After carefully following patients enrolled in Checkmate 067 over the last 6.5 years, he and the research team determined that 49% of patients treated with Opdivo + Yervoy were alive at 6.5 years and 77% of these patients remained treatment-free, meaning they were not treated with any other drug or treatment modality for their melanoma after completing the Opdivo + Yervoy treatment regimen. This represents the longest reported median overall survival in a phase 3 melanoma clinical trial – ever.
Dr. Wolchok also provided updates on progression free survival for each patient cohort in the study. Progression Free Survival, often abbreviated as PFS, is the length of time during and after treatment that a patient lives with the disease without it becoming worse.
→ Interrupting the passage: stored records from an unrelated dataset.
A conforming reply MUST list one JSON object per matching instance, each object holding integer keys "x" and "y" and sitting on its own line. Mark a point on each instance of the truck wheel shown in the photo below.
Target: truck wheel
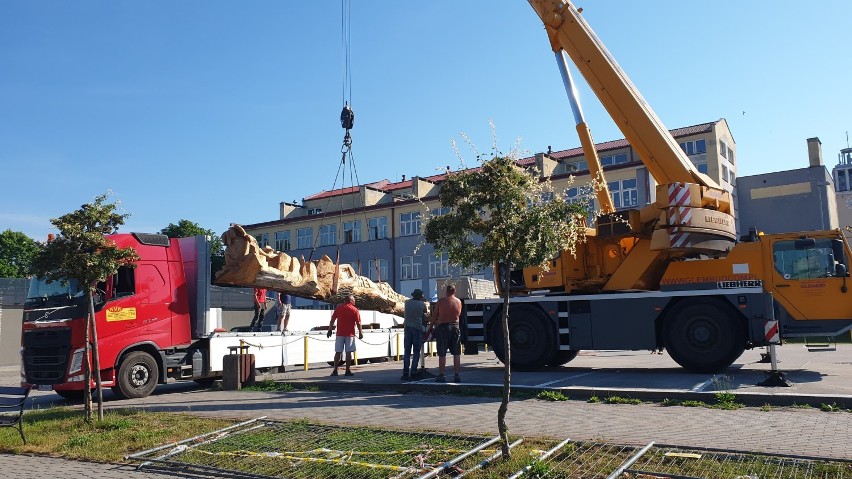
{"x": 563, "y": 357}
{"x": 704, "y": 336}
{"x": 137, "y": 376}
{"x": 532, "y": 338}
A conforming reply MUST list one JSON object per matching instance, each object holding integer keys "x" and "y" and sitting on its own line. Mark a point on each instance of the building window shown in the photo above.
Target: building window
{"x": 581, "y": 195}
{"x": 352, "y": 231}
{"x": 581, "y": 165}
{"x": 439, "y": 265}
{"x": 409, "y": 223}
{"x": 378, "y": 269}
{"x": 377, "y": 227}
{"x": 610, "y": 160}
{"x": 439, "y": 211}
{"x": 282, "y": 241}
{"x": 694, "y": 147}
{"x": 304, "y": 238}
{"x": 328, "y": 235}
{"x": 624, "y": 193}
{"x": 410, "y": 266}
{"x": 262, "y": 239}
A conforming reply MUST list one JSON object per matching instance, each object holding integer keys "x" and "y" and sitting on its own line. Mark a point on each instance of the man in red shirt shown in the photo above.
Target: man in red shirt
{"x": 348, "y": 317}
{"x": 259, "y": 309}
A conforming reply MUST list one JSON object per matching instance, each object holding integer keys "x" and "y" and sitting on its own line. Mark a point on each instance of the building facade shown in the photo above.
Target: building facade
{"x": 842, "y": 174}
{"x": 377, "y": 226}
{"x": 787, "y": 201}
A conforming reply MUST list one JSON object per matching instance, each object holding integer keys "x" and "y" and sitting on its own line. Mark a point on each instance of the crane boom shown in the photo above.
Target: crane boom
{"x": 658, "y": 150}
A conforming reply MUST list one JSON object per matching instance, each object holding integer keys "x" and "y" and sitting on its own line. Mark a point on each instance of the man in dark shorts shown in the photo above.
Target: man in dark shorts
{"x": 347, "y": 317}
{"x": 445, "y": 320}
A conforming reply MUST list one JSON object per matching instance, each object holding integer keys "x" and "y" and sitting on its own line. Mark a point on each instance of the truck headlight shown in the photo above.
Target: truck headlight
{"x": 76, "y": 361}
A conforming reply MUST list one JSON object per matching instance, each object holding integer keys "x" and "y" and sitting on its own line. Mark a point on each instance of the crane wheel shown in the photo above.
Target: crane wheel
{"x": 138, "y": 375}
{"x": 563, "y": 357}
{"x": 704, "y": 335}
{"x": 532, "y": 335}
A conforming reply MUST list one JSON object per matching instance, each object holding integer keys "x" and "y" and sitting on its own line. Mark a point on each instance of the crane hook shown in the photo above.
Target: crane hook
{"x": 347, "y": 117}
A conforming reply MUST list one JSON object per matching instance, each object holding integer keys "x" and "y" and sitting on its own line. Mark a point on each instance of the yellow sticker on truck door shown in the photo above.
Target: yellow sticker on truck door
{"x": 117, "y": 313}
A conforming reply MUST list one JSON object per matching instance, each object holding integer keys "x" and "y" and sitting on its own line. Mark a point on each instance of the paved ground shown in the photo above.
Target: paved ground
{"x": 375, "y": 396}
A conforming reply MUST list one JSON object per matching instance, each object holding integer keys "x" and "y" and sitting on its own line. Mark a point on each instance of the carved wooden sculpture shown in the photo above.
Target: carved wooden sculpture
{"x": 248, "y": 265}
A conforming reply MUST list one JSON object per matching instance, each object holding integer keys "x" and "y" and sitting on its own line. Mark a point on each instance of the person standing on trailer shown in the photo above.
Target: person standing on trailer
{"x": 445, "y": 320}
{"x": 284, "y": 305}
{"x": 259, "y": 309}
{"x": 416, "y": 317}
{"x": 347, "y": 317}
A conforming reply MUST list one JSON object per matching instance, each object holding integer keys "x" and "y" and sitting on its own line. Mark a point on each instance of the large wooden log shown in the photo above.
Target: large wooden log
{"x": 248, "y": 265}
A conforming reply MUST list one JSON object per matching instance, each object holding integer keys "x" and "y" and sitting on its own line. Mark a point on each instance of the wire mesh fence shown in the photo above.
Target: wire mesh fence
{"x": 300, "y": 449}
{"x": 591, "y": 460}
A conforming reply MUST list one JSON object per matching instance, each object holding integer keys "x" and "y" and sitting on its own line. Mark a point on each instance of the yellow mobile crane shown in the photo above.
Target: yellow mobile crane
{"x": 671, "y": 274}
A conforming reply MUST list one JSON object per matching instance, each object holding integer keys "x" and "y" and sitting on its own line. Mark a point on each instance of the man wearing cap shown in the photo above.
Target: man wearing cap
{"x": 416, "y": 318}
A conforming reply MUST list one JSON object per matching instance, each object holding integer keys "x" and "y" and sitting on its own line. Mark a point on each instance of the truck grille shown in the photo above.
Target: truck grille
{"x": 46, "y": 355}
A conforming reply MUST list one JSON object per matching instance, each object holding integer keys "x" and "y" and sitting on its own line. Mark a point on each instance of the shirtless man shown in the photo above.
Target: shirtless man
{"x": 445, "y": 320}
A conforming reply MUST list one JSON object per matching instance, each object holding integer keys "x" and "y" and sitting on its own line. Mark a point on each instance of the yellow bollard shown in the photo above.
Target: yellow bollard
{"x": 306, "y": 352}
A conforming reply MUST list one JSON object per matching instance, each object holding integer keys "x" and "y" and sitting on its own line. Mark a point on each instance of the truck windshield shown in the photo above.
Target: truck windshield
{"x": 41, "y": 290}
{"x": 54, "y": 301}
{"x": 797, "y": 260}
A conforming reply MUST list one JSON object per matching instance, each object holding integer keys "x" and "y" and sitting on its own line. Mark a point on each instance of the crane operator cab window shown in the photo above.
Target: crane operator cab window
{"x": 809, "y": 258}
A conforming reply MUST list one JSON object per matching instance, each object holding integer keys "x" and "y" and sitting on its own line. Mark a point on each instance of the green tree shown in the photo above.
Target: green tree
{"x": 186, "y": 228}
{"x": 17, "y": 251}
{"x": 82, "y": 252}
{"x": 501, "y": 213}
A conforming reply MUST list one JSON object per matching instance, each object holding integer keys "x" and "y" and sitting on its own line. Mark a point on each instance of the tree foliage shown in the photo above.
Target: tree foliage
{"x": 82, "y": 252}
{"x": 17, "y": 251}
{"x": 185, "y": 228}
{"x": 502, "y": 213}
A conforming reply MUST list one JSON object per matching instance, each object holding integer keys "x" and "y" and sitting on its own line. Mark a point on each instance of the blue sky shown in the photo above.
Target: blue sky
{"x": 216, "y": 111}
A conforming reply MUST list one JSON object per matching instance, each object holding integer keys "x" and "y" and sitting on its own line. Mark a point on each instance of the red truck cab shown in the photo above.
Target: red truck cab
{"x": 144, "y": 316}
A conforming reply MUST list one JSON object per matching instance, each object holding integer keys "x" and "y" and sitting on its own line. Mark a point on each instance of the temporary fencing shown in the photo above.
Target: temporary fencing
{"x": 300, "y": 449}
{"x": 593, "y": 460}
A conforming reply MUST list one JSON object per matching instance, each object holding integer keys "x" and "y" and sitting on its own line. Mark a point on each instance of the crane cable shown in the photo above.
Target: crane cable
{"x": 347, "y": 122}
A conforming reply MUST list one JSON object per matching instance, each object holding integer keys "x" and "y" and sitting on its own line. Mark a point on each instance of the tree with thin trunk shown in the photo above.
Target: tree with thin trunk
{"x": 504, "y": 214}
{"x": 82, "y": 253}
{"x": 16, "y": 253}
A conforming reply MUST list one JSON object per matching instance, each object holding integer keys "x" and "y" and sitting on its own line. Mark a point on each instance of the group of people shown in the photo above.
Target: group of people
{"x": 442, "y": 325}
{"x": 283, "y": 305}
{"x": 419, "y": 325}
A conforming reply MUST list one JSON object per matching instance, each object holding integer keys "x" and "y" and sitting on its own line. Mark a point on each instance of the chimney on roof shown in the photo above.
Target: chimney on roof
{"x": 815, "y": 152}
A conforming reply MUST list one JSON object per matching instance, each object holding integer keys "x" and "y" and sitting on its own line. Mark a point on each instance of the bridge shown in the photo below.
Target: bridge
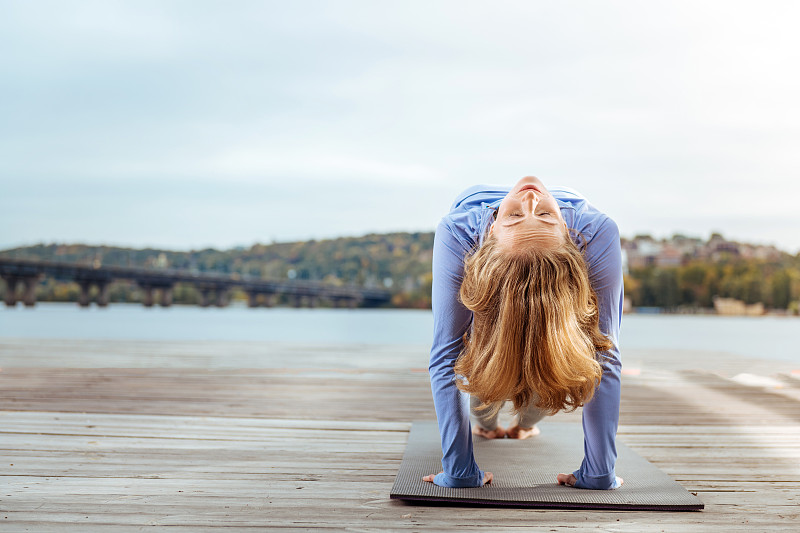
{"x": 157, "y": 286}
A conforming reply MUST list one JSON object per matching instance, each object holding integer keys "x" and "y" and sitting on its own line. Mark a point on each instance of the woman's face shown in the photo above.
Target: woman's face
{"x": 529, "y": 216}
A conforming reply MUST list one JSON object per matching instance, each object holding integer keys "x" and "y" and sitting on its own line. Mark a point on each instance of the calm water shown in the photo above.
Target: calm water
{"x": 760, "y": 337}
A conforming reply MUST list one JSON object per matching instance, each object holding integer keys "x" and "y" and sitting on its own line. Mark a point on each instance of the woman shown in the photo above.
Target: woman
{"x": 521, "y": 314}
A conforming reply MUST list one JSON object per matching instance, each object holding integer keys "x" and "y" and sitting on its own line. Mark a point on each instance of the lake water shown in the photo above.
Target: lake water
{"x": 759, "y": 337}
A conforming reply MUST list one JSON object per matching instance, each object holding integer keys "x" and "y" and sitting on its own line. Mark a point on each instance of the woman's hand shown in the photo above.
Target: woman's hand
{"x": 487, "y": 478}
{"x": 570, "y": 480}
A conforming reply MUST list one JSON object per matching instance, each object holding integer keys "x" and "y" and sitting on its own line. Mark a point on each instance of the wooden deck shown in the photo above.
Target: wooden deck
{"x": 208, "y": 436}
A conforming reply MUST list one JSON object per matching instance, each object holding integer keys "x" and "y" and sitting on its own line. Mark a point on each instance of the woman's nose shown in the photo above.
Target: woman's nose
{"x": 530, "y": 197}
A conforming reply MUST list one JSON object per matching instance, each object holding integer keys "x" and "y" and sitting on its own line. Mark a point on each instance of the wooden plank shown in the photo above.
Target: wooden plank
{"x": 288, "y": 448}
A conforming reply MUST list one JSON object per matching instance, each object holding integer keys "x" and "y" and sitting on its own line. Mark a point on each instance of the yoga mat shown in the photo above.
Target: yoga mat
{"x": 525, "y": 474}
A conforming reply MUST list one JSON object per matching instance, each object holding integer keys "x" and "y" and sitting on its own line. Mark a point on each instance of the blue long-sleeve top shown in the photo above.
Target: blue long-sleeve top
{"x": 457, "y": 235}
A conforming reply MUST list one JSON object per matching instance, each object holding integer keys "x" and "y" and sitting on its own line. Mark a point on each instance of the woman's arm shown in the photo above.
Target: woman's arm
{"x": 601, "y": 414}
{"x": 450, "y": 321}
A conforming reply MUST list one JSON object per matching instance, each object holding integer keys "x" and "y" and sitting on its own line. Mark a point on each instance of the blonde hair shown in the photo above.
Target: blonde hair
{"x": 535, "y": 330}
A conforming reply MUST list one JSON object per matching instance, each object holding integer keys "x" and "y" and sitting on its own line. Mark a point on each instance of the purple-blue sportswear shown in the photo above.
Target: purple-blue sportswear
{"x": 457, "y": 235}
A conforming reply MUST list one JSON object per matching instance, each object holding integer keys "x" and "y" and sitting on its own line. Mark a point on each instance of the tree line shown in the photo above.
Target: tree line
{"x": 401, "y": 263}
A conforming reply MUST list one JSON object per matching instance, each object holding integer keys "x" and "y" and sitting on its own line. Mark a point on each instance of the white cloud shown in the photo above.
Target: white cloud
{"x": 668, "y": 115}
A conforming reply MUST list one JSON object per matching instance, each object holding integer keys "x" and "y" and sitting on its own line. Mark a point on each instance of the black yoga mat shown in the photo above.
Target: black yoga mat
{"x": 525, "y": 474}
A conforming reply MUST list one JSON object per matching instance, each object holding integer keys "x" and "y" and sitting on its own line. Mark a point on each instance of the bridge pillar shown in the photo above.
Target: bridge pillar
{"x": 29, "y": 294}
{"x": 11, "y": 290}
{"x": 205, "y": 301}
{"x": 252, "y": 299}
{"x": 148, "y": 298}
{"x": 166, "y": 296}
{"x": 222, "y": 297}
{"x": 83, "y": 296}
{"x": 102, "y": 293}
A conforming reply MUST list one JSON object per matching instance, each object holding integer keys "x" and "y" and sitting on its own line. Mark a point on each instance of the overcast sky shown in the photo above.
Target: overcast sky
{"x": 198, "y": 123}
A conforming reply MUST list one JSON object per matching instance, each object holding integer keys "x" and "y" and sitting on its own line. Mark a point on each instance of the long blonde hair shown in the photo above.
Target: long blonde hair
{"x": 535, "y": 329}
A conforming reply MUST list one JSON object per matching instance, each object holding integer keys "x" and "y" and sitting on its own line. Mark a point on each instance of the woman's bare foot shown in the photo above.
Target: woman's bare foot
{"x": 516, "y": 432}
{"x": 497, "y": 433}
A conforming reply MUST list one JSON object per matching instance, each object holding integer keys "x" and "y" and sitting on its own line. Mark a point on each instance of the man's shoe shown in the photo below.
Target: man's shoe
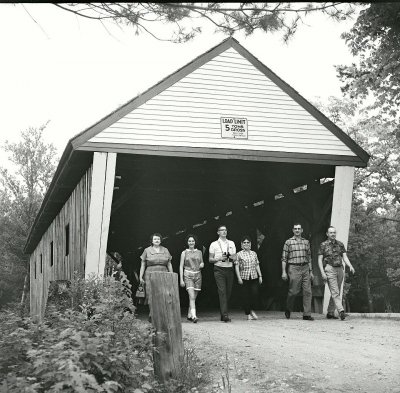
{"x": 226, "y": 319}
{"x": 253, "y": 314}
{"x": 331, "y": 316}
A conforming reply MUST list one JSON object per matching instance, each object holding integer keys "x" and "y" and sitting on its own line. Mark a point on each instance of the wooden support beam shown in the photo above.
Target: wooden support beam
{"x": 99, "y": 211}
{"x": 341, "y": 212}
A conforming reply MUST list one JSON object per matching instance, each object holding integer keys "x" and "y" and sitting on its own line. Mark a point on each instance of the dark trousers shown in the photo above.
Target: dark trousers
{"x": 299, "y": 278}
{"x": 224, "y": 280}
{"x": 250, "y": 293}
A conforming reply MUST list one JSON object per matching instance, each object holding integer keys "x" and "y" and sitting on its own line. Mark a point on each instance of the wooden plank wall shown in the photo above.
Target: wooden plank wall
{"x": 75, "y": 213}
{"x": 188, "y": 114}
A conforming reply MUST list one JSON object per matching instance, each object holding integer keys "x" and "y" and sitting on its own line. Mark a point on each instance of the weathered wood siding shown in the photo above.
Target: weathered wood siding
{"x": 75, "y": 214}
{"x": 188, "y": 114}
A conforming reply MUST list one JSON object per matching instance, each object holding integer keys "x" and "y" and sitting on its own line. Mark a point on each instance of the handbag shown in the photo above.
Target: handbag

Patients treated with the combination of Opdivo + Yervoy demonstrated a progression free survival rate of 34% at 6.5 years, while patients treated with either Opdivo or Yervoy alone had a PFS of 29% and 7%, respectively.
Of patients still alive and part of the current analysis, 77% of those who received the combination of Opdivo + Yervoy, 69% of those who received just Opdivo, and 43% of those who received Yervoy have been off treatment and never received subsequent systemic therapy for melanoma.
“The sustained overall survival and progression-free survival benefit shown with nivolumab-based treatment, particularly the nivolumab (Opdivo) plus ipilimumab (Yervoy) combination, has changed the way we look at long-term efficacy outcomes for patients with advanced melanoma,” said Jedd D. Wolchok, M.D., Ph.D., FASCO, Chief, Immuno-Oncology Service, Human Oncology and Pathogenesis Program, Memorial Sloan Kettering Cancer Center. “Durable clinical benefit was observed across clinically relevant subgroups, including BRAF mutation and baseline liver metastasis status.”
Consistent with previous studies, serious side effects were greatest among patients treated with the combination treatment compared to either monotherapy regimen alone. Grade 3 and 4 treatment-related adverse events were observed in over half of patients (59%) treated with combination Opdivo + Yervoy, and 24% and 28% of those treated with Opdivo and Yervoy monotherapy, respectively. No new safety signals were found beyond what has previously been reported.
Checkmate 067 is a randomized, double-blind, Phase 3 clinical trial that launched in 2013. It enrolled 1296 patients with advanced melanoma from across the world and was designed to compare the effectiveness of Opdivo + Yervoy or Opdivo alone against Yervoy alone. Since the trial launched, it has helped to answer a variety of questions for the melanoma field and was pivotal in the FDA approval of Opdivo + Yervoy for patients with advanced melanoma in 2015.